Le plus souvent, l’idée de la photo vient des villageois eux-mêmes. Lui n’en parle pratiquement jamais, préférant que le désir de se faire photographier soit spontané. C’est seulement après que l’idée a été lancée qu’il propose de faire des photos posées, imposant une seule prise et une seule personne par photo. Parfois il est obligé de céder à la demande pressante d’une mère qui veut poser avec son dernier-né et qui ne comprend pas son refus. Certains vont se changer pour revêtir leurs plus beaux atours. » Je n’avais pas à leur imposer leur tenue même si je préférais les prendre tels qu’ils étaient lorsqu’ils arrivaient. Dans la mesure où je proposais de leur donner l’image, elle était aussi faite pour eux. Les gens se montrent comme ils veulent. Je leur demandais juste de regarder l’objectif sans bouger « .

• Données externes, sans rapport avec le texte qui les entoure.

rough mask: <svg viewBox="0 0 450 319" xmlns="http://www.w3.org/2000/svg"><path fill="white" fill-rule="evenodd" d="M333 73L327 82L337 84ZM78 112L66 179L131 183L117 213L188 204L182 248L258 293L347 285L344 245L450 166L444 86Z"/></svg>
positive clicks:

Ce souci de faire aussi la photo » pour eux » donne aux portraits d’Eric Condominas un rayonnement particulier qui réside dans l’échange, voir parfois la connivence qu’il y a eu entre le photographe et le sujet. Il en ressort le profond respect du voyageur à l’égard de ceux qu’il rencontre et dont il reconnaît volontiers avoir beaucoup appris.
Certains lui ont reproché le style colonial de ses photos qui peuvent rappeler celles prises par les pseudos photographes ethnologues du début du siècle dernier. S’il accepte volontiers la comparaison au niveau technique de par le type d’appareil photo qu’il a utilisé, celle-ci s’arrête là. » C’était quand même des colons qui cherchaient à montrer le bon ou le mauvais sauvage, mais le sauvage quand même ! « . A l’opposé de ses » ancêtres photographes « , Eric Condominas avait pour principale préoccupation l’établissement d’un contact privilégié avec ceux qu’il photographiait. Pour ce faire, il a appris quelques rudiments de bambara – la langue la plus parlée au Mali -, partagé le quotidien des gens, allant jusqu’à rester un mois chez une famille touareg, et appris, sur le tas, les us et coutumes des différentes ethnies.

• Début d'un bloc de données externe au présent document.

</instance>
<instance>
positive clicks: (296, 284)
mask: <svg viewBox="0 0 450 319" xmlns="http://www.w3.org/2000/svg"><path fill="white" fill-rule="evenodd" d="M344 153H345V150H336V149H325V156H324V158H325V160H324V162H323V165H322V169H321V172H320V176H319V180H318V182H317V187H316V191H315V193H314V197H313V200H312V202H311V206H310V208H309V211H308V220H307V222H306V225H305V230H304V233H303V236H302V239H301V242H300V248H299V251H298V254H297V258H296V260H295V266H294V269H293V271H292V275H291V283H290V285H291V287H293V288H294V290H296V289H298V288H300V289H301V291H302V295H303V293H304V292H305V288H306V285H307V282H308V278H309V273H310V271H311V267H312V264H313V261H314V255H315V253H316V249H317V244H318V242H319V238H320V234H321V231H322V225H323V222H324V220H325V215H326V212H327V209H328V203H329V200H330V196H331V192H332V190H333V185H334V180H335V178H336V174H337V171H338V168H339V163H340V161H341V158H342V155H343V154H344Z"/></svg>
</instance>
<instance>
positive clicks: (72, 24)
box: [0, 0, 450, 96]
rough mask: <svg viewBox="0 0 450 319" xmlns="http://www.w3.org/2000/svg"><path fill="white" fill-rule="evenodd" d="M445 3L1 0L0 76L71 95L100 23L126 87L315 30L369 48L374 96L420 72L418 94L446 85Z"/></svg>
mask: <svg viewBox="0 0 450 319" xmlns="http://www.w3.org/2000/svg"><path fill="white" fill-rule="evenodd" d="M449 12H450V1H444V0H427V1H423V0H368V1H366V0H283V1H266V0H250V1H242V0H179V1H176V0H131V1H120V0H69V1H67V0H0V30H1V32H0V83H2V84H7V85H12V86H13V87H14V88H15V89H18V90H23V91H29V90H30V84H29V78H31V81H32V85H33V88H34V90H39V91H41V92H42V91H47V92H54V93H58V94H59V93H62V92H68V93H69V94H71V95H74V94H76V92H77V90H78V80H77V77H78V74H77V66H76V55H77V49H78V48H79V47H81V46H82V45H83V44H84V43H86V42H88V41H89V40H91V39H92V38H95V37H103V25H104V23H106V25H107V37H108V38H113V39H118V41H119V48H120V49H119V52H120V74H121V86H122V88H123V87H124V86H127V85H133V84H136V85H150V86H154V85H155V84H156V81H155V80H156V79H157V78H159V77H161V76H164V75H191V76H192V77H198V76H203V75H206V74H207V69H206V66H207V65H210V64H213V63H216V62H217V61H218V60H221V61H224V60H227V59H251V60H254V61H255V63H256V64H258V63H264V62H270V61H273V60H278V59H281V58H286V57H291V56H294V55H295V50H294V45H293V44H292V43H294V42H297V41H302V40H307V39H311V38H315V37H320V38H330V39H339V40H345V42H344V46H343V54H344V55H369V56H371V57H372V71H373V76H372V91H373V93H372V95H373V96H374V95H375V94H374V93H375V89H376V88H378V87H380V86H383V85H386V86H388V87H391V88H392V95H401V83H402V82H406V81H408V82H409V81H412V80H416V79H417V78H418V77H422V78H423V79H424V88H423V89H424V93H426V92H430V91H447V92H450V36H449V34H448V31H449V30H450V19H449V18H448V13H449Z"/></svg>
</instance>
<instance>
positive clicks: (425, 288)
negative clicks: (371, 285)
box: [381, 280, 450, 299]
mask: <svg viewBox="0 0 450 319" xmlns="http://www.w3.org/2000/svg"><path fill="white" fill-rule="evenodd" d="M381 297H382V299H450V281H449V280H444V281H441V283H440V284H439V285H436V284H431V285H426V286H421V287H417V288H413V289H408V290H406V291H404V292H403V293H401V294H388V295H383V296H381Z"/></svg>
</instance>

D’autres ont critiqué le côté systématique de son travail, lui reprochant d’avoir photographié les gens de la même manière alors qu’il voulait mettre en évidence leur diversité. Il est vrai que le cadrage est souvent répétitif, et que ses photos sont systématiquement épurées, mais c’est aussi cela qui donne à l’ensemble sa cohérence. De plus, la recherche d’épuration concentre le regard sur le visage et l’expression de celui qui pose, lui donnant une présence d’une grande intensité.
Chaque photo est accompagnée de quelques notes qui sortent le personnage de son anonymat, le rapprochant ainsi du spectateur. En même temps, il garde une part de mystère qui, tout en préservant son individualité lui confère une dimension universelle.